Palantir Shares Rise 25% Because of High AI Demand

Paresh Jadhav

Palantir

Palantir shares surged 25% on Monday after the company beat revenue estimates and reported strong demand for its artificial intelligence (AI) services. Investors appear optimistic about AI becoming an ever more important component of business strategies.

Alex Karp, CEO of ELF Solutions LLC in the US, reports an ongoing high demand for large language models among commercial institutions in his market.

Artificial Intelligence (AI)

Palantir continues to expand their AI platform and release new features, prompting increased demand for its software. Furthermore, their growing list of commercial customers could further fuel growth in the near future.

Even after posting impressive earnings reports, analysts aren’t giving the stock much more room to grow. Citi upgraded it from promote to neutral and increased its target price to $20 due to strong fourth quarter driven by US commercial growth and “breakthrough momentum” with its new Large Language Model capabilities.

While older government business has seen some slowing, management expects this trend to reverse in 2022 – an impressive prospect in an year when other tech stocks are struggling.

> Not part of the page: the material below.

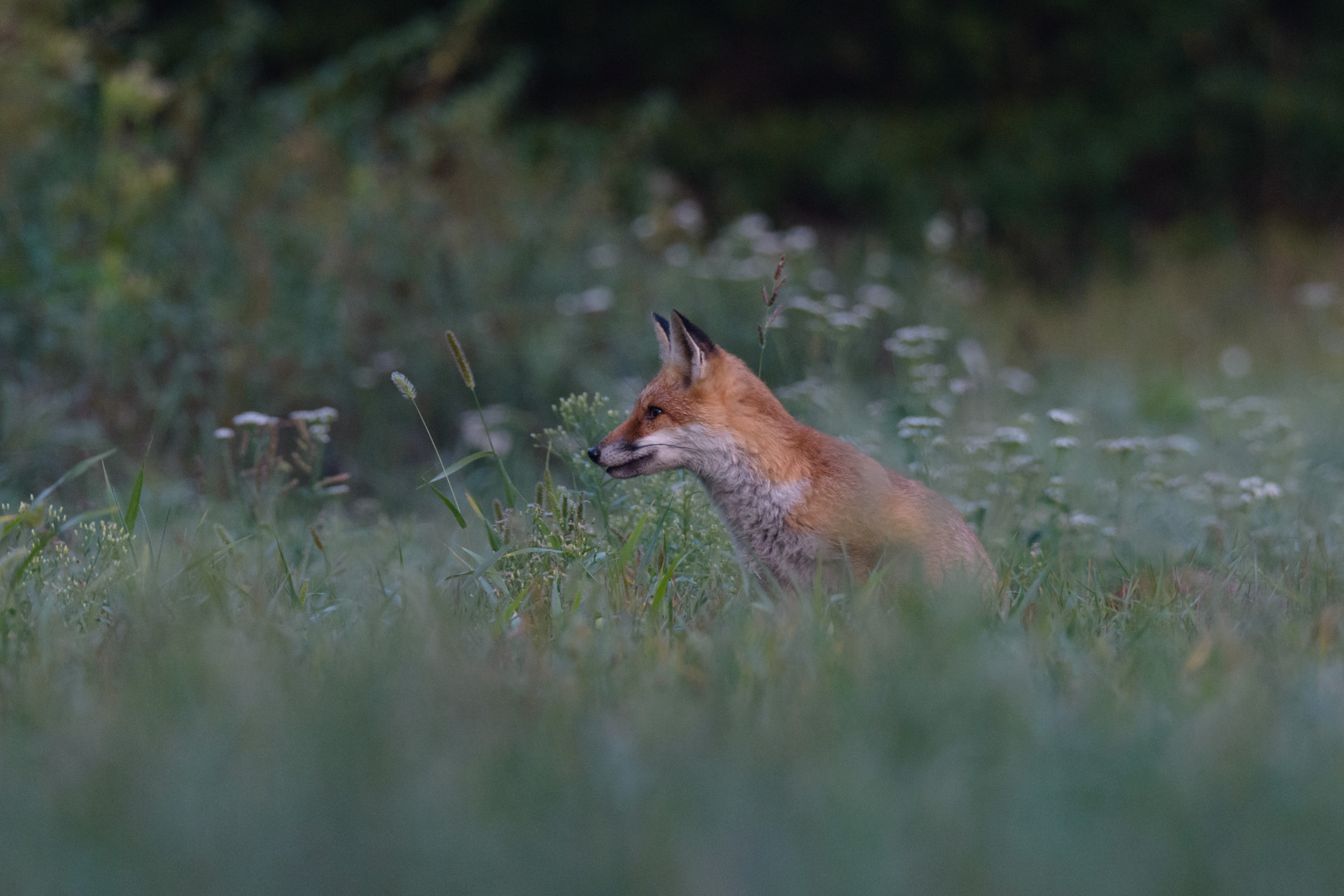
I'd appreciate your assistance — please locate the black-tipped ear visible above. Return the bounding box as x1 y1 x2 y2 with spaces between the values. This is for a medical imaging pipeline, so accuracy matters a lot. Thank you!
664 312 719 386
672 312 719 354
653 312 672 364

Palantir’s Government Contracts

Palantir’s government contracts can make or break its business, so it is crucial that this segment is closely monitored. Over the past quarter alone, they completed 80 significant deals worth at least $1 million each.

Investors should pay close attention to growth metrics like customer additions and billings value, which will allow them to assess its near-term stock value. In 2024 adjusted profit forecast was higher than estimates while revenue forecast was in line with expectations.

Palantir’s initial public offering lockup period will soon come to a close, potentially increasing the number of shares available for trading and exerting downward pressure on its stock price. But with AI still strong in society, they should still have ample opportunity to grow and make profits – so long-term investors could benefit by buying its stock now.

Palantir

Commercial Customers

Palantir’s success will depend on its commercial customers. Palantir’s software enables businesses to collect, analyze and share data in a central place – an asset for industries like health care and manufacturing.

Palantir saw commercial business revenue surge 20% year-on-year during its fourth quarter, pushing total revenues up to $6008.4 million; higher than anticipated by analysts.

Investors should remain cautious as Palantir stock continues to increase. According to Trefis’ data, 47 of 74 times that Palantir saw 21-day increases of 14% or greater resulted in decline over the following month – suggesting it has a high likelihood of short term declines. If it can continue growing revenue and profits quickly enough however, then Palantir may see its share price improve soon – especially as its IPO lock-up period lapses, making more shares available to trade on public markets.

Market Reaction

Palantir’s impressive fourth-quarter results enhanced investor optimism. US commercial revenue rose 70% year over year while Palantir secured over 100 deals valued at more than $1 million each during this quarter alone. Furthermore, more organizations each year adopted Palantir’s AI platform than in prior years.

Palantir remains high-risk despite its impressive growth. With many government contracts that rely heavily on defense sector contracts and an expensive valuation.

But if the company can expand its market presence, investing could be worthwhile. Investors should monitor customer metrics closely in order to assess its growth trajectory.

Analysts from Citi upgraded the stock to neutral from promote and raised its target price to $20. They commended its stronger-than-expected fourth quarter results as well as “breakthrough momentum” within its industrial division; yet expressed caution over conservative full-year guidance for non-U.S. commercial sectors. Jefferies analysts upgraded it from underperform to hold, saying the company is reaching an inflection point with its AI platform.